夢中パラダイス!?

シロは私の部屋まで一人で来たのだろうか。

でも、私の部屋は3階。

ここは1階だ。


この体であそこまで来るのはとても無理な話だ。

なら、どうやって・・・





あ、香織っ―――


「香織がシロを見つけてくれたのかもしれない。」

「香織って、さっき言ってた?」


「香織はいつもシロがいなくなっても見つけてくれた。」
「どこにいたとか、聞かなかったのか?」

「それが、いつもシロは部屋の前にいるのけど香織の姿はなかったんだ。だから聞けなかった。」

「なんだ、それ。」

でも、そうなのだ。

いつも、香織はいなくて、でもその代りシロがいて。

シロがいなくて、香織がいる、という感じだった。



「柏木!」

「はい、お嬢様。」
「シロはいつもここにいたのか?」


「えぇ、いました。」

「柏木がシロを見ていない間は、だれが見ていた。」

「私がお世話を担当していましたので、他には誰も。
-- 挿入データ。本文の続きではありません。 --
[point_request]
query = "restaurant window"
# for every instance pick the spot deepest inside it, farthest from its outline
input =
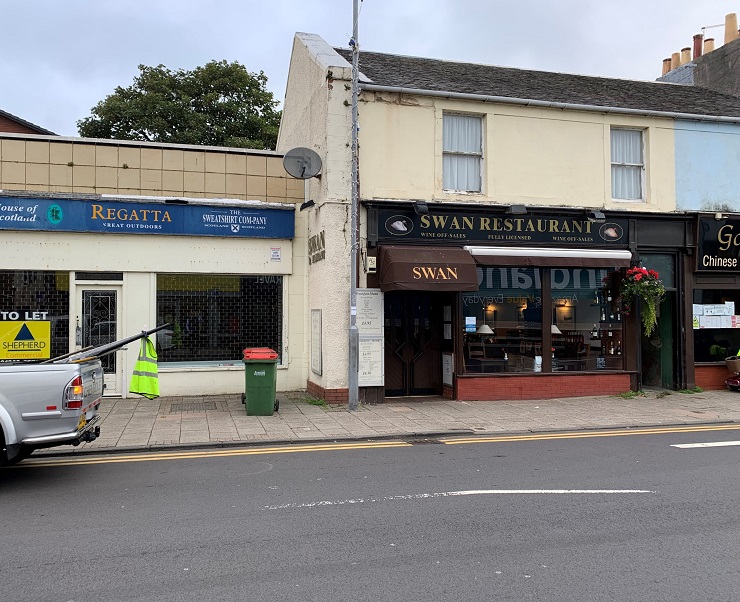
(627, 164)
(715, 313)
(40, 296)
(462, 152)
(503, 321)
(215, 317)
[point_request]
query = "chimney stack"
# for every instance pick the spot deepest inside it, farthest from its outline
(730, 27)
(697, 45)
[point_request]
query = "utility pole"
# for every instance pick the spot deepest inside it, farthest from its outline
(354, 335)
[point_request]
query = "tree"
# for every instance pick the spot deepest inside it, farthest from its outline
(218, 104)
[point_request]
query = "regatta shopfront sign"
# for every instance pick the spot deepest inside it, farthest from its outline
(181, 217)
(451, 227)
(719, 245)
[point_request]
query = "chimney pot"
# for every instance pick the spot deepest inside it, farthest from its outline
(675, 60)
(730, 27)
(698, 38)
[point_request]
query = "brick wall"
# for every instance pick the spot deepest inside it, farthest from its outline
(711, 377)
(545, 386)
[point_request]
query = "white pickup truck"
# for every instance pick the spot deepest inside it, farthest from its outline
(54, 402)
(48, 404)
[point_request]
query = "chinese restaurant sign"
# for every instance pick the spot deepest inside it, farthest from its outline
(126, 217)
(719, 245)
(450, 226)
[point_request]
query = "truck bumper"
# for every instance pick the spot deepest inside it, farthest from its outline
(89, 432)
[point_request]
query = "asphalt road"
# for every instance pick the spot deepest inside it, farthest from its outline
(584, 519)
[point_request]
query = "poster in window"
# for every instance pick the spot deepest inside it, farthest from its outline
(316, 341)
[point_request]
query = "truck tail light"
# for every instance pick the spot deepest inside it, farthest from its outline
(73, 394)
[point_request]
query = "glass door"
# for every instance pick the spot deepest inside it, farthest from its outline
(97, 323)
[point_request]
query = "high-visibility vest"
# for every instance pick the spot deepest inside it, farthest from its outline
(144, 380)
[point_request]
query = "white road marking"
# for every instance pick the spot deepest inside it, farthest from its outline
(709, 444)
(422, 496)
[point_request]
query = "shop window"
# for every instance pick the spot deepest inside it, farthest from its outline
(503, 321)
(215, 317)
(587, 321)
(715, 315)
(509, 305)
(462, 152)
(41, 296)
(627, 164)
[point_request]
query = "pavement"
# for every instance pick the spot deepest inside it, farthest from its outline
(136, 424)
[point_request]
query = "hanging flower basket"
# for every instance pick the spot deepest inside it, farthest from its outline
(646, 285)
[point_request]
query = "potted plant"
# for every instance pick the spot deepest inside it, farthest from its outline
(646, 285)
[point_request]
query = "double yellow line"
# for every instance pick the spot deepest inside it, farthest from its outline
(288, 449)
(207, 453)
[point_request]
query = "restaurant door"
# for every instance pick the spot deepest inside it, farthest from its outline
(413, 358)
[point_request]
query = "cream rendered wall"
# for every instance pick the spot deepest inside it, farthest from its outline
(317, 115)
(532, 156)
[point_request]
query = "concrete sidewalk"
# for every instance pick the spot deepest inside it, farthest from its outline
(141, 424)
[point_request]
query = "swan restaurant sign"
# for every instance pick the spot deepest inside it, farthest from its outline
(178, 217)
(498, 228)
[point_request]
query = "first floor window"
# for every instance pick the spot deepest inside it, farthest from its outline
(462, 152)
(627, 164)
(215, 317)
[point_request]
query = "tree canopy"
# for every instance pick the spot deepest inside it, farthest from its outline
(218, 104)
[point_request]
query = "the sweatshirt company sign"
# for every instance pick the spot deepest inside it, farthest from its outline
(719, 245)
(449, 226)
(133, 217)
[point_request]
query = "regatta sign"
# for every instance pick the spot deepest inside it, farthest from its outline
(181, 217)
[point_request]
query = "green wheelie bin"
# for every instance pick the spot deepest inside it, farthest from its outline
(260, 378)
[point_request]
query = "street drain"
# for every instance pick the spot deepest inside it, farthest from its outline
(192, 406)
私もずっとつきっきりではありませんでしたが。」



「そうか・・・。シロ、お前は・・・」


お前は―――



香織なのか?



「お嬢様、薫さん。そろそろお出かけされる支度をされますか?」

「えっ」

「シロは柏野に任せましょう。それなら問題はないでしょう。」
「でも」

「心配なのはわかりますが、お二人の時間も大切にしてください。」

「柏木・・・。ありがとう。」


「いえ。薫さん。」
「はい。」

「そんな顔をしないで、楽しみましょう!これからを!」

「・・・っありがとうございます」

薫の表情は暗いままだったが、柏木の言葉で少しだけ明るくなったような気がした。

そして、出かける支度を始める私と香織。

気が付けばもうお昼が来ていた。